I have $\displaystyle L=10*log(x/I)$

Its a problem about sound levels where I = 10^-12 W/m^2 and L is counted in decibels (db)

The problem, what is x if L = 65 db

I know i should take the log of 65 somehow and i think * it by the log of I, but am not really sure

also in the picture the I has a lowewed 0 on it but i dont know how to right that or even what that means i have only seen raised ^

2. Originally Posted by JBswe
I have $\displaystyle L=10*log(x/I)$

Its a problem about sound levels where I = 10^-12 W/m^2 and L is counted in decibels (db)

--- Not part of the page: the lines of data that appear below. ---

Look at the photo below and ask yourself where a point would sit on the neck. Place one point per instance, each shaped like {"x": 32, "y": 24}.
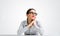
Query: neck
{"x": 28, "y": 21}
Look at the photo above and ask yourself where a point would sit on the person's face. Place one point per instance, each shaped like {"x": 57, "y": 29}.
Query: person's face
{"x": 32, "y": 15}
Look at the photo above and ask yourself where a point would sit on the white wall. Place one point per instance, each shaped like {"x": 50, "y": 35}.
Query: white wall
{"x": 12, "y": 12}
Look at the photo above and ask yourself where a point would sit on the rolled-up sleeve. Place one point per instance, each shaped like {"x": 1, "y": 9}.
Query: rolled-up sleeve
{"x": 21, "y": 29}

The problem, what is x if L = 65 db

I know i should take the log of 65 somehow and i think * it by the log of I, but am not really sure

also in the picture the I is lowered to 0 but i dont know how to right that or even what that means i have only seen raised ^
$\displaystyle 65=10 \log_{10}(x) - 10 \log_{10}(I) = 10 \log_{10}(x) + 120$

so:

$\displaystyle -55=10 \log_{10}(x)$

or:

$\displaystyle x=10^{-5.5} \approx 3.16 \times~10^{-6} \ \rm{W/m^2}$

RonL

3. Hello, JBswe!

Give: .$\displaystyle L\:=\:10\cdot\log\left(\frac{x}{I_o}\right)$ . where: $\displaystyle I_o \:=\:10^{-12}$

If $\displaystyle L = 65$, find $\displaystyle x.$
The "sub-zero" usually means an initial value.
So that $\displaystyle I_o$ is some constant, not a variable.

We have: .$\displaystyle 10\cdot\log\left(\frac{x}{10^{-12}}\right) \;=\;65$

Divide by 10: .$\displaystyle \log\left(\frac{x}{10^{-12}}\right) \;=\;6.5$

Exponentiate both sides: .$\displaystyle \frac{x}{10^{-12}} \;=\;10^{6.5}$

Multiply by $\displaystyle 10^{-12}\!:\;\;x \;=\;10^{-12}\cdot10^{6.5}$

Therefore: .$\displaystyle x \;=\;10^{-5.5} \;\approx\;0.000003162$